Os números revelam a dimensão da necessidade. Na Unidade de Cuidados de Saúde Primários (UCSP) do Bairro do Armador estão inscritas mais de 22.000 pessoas, das quais 13.173 não têm médico de família. Na Alta de Lisboa, a situação é ainda mais crítica: menos de 30% dos 37.560 utentes inscritos na UCSP de Santa Clara e Lumiar têm médico atribuído.
Rui Julião, diretor clínico dos Serviços Sociais da Câmara Municipal de Lisboa, explicou à Lusa que “as pessoas têm dois tipos de desfavorecimento: um económico-financeiro e outro de falta de conhecimento”, salientando a forte relação entre a pobreza e uma maior carga de doença. Apesar de uma adesão inicial hesitante às consultas de nutrição, a taxa de presença supera agora os 80%. Julião destacou igualmente o “sucesso na área da enfermagem”, onde os utentes podem aferir gratuitamente tensão arterial, glicose ou realizar pensos.
A clínica do Bairro do Armador funciona com um médico três dias por semana, uma enfermeira três dias e uma nutricionista um dia. Na Alta de Lisboa, um médico assegura clínica geral dois dias por semana, uma enfermeira dois dias e uma nutricionista um dia.
O investimento inicial de instalação no Armador foi de 21.000 euros, com despesas anuais de funcionamento de 78.000 euros. Na Alta de Lisboa, o custo de instalação ascendeu a 35.000 euros, com um custo de funcionamento no primeiro ano de 60.000 euros.
Com uma taxa de presença nas consultas de clínica geral acima dos 90%, Rui Julião admitiu uma “evolução qualitativa” do projeto, ponderando estender a nutrição às escolas e à saúde materno-infantil. “No fundo, trata-se de uma educação para criar hábitos saudáveis”, afirmou.

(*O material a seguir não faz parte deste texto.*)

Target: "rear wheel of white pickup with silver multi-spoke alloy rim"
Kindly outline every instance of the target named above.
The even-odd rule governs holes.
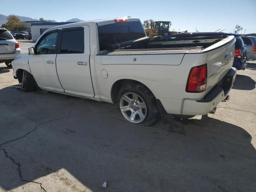
[[[127,121],[151,126],[158,120],[156,98],[143,84],[125,84],[118,92],[117,98],[120,112]]]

O diretor clínico defendeu uma “verdadeira municipalização da saúde” como única forma de melhorar o acesso aos cuidados, sublinhando que os números da falta de médicos nos dois bairros “são avassaladores”. “É no acesso que tudo se determina, determina-se o presente e o futuro”, rematou.
João Carmona, médico no Bairro do Armador, descreveu a população como “carente, muito envelhecida e que necessita com urgência” de cuidados. “As pessoas não têm consultas, pois são difíceis de marcar, (…) e estas unidades vieram colmatar um pouco esta necessidade de acesso, nem que seja para a medicação”, disse, acrescentando que a falta de serviços de atendimento permanente obriga muitas pessoas a recorrerem às urgências hospitalares.